Importantly, Dr. Ruthazer's group identified the molecular mechanisms underlying the changes in the nervous system. Environmental stimulation activates the production of a protein called Brain Derived Neurotrophic Factor, or BDNF, which plays a major role in the plasticity of neurons and has two forms: proBDNF facilitates the weakening of inaccurate or poorly targeted connections and mature BDNF strengthens appropriate, effective connections. In this case, in response to environmental activity, these processes led to refinement of nerve cell connections involved in the visual system and required for visual acuity. "This indicates that sensory experience during development leads to rapid production of key proteins used at nerve cell connections to confer long-term stability and increased efficacy at appropriate connection points, while simultaneously helping to eliminate inappropriate connections." 


Anyone wanting more information about the Snowdrop programme should email or visit the Snowdrop website.

Tuesday, 19 July 2011

Brain Needs Vitamin C to Function

Personally, I think it is just a bit of a 'leap' to assume that just because GABA receptors in the retina function better with high doses of vitamin C, that this automatically applies to the rest of the brain. However, GABA receptors do supply inhibition so it would be interesting to see what effect vitamin C had on some children on the Snowdrop programme.

Nerve cells in the eye require vitamin C in order to function properly — a surprising discovery that may mean vitamin C is required elsewhere in the brain for its proper functioning, according to a study by scientists at Oregon Health & Science Univ. recently published in the Journal of Neuroscience.

"We found that cells in the retina need to be 'bathed' in relatively high doses of vitamin C, inside and out, to function properly," says Henrique von Gersdorff, a senior scientist at OHSU's Vollum Institute and a co-author of the study. "Because the retina is part of the central nervous system, this suggests there's likely an important role for vitamin C throughout our brains, to a degree we had not realized before."

The brain has special receptors, called GABA-type receptors, that help modulate the rapid communication between cells in the brain. GABA receptors in the brain act as an inhibitory "brake" on excitatory neurons in the brain. The OHSU researchers found that these GABA-type receptors in the retinal cells stopped functioning properly when vitamin C was removed.
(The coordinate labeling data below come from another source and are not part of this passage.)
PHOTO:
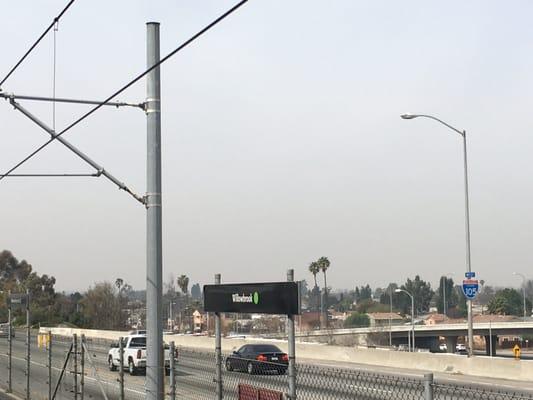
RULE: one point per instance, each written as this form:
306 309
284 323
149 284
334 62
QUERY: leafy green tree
102 308
183 283
196 292
508 302
422 295
314 268
446 291
357 320
365 292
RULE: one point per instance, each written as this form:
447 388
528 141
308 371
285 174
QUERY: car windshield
138 342
265 348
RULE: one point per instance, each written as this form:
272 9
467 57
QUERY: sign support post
218 349
291 346
28 344
10 345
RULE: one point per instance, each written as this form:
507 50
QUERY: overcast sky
282 140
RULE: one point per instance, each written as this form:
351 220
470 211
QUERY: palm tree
183 283
118 283
314 269
323 264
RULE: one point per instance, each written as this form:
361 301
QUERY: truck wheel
112 366
250 368
229 367
131 367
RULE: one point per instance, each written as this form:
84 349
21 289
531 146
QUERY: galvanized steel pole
154 264
9 348
121 367
468 257
172 372
82 367
291 346
75 354
49 365
28 344
218 349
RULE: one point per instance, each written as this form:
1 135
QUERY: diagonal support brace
100 170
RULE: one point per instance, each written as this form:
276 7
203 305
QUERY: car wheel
229 367
131 367
112 367
250 368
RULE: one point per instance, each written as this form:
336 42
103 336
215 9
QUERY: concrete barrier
501 368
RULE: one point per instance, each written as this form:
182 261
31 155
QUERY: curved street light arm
462 133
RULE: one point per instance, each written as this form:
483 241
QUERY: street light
412 316
523 290
467 219
444 305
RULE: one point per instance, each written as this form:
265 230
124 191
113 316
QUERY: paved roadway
195 372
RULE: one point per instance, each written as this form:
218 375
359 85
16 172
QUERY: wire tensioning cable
137 78
56 19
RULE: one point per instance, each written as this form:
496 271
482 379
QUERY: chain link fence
75 368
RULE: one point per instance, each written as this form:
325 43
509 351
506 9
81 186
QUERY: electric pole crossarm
73 101
75 150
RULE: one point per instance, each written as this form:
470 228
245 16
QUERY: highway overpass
427 336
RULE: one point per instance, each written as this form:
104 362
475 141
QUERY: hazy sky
282 140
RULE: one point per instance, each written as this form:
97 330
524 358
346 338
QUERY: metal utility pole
154 263
75 360
49 351
467 220
121 367
28 344
218 349
172 377
291 346
468 256
9 346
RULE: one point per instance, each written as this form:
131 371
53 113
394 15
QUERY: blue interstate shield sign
470 288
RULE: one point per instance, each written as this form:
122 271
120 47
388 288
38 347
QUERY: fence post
82 365
28 344
218 349
172 372
9 348
75 360
49 351
428 386
121 366
291 346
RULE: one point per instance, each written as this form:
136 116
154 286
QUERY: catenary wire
95 174
56 19
136 79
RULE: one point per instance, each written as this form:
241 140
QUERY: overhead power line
54 22
122 89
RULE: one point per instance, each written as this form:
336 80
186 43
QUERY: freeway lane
196 369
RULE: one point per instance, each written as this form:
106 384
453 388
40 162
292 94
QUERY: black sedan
258 358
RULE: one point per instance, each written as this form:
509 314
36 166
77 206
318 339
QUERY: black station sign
17 300
260 298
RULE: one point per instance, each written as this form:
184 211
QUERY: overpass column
451 342
491 341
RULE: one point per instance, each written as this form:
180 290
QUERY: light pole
467 219
445 304
412 316
523 290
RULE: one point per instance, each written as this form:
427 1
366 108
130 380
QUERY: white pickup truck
134 354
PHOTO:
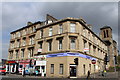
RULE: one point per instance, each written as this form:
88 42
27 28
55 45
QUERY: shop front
41 64
11 66
27 64
70 65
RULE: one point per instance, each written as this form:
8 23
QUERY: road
109 76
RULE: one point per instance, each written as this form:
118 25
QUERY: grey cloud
15 15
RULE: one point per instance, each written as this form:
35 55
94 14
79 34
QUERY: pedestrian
105 73
88 74
23 72
36 72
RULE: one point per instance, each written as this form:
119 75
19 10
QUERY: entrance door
73 70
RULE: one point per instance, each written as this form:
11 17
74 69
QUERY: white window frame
49 45
60 29
72 43
50 31
61 69
72 27
52 69
60 44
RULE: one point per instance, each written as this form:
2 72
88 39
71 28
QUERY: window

Because retinal cells are a kind of very accessible brain cell, it's likely that GABA receptors elsewhere in the brain also require vitamin C to function properly, von Gersdorff says. And because vitamin C is a major natural antioxidant, it may be that it essentially 'preserves' the receptors and cells from premature breakdown, von Gersdorff says.

The function of vitamin C in the brain is not well understood. In fact, when the human body is deprived of vitamin C, the vitamin stays in the brain longer than anyplace else in the body.
"Perhaps the brain is the last place you want to lose vitamin C," von Gersdorff says. The findings also may offer a clue as to why scurvy — which results from a severe lack of vitamin C — acts the way it does, von Gersdorff says. One of the common symptoms of scurvy is depression, and that may come from the lack of vitamin C in the brain.

The findings could have implications for other diseases, like glaucoma and epilepsy. Both conditions are caused by the dysfunction of nerve cells in the retina and brain that become over excited in part because GABA receptors may not be functioning properly.

"For example, maybe a vitamin C-rich diet could be neuroprotective for the retina — for people who are especially prone to glaucoma," von Gersdorff says. "This is speculative and there is much to learn. But this research provides some important insights and will lead to the generation of new hypotheses and potential treatment strategies."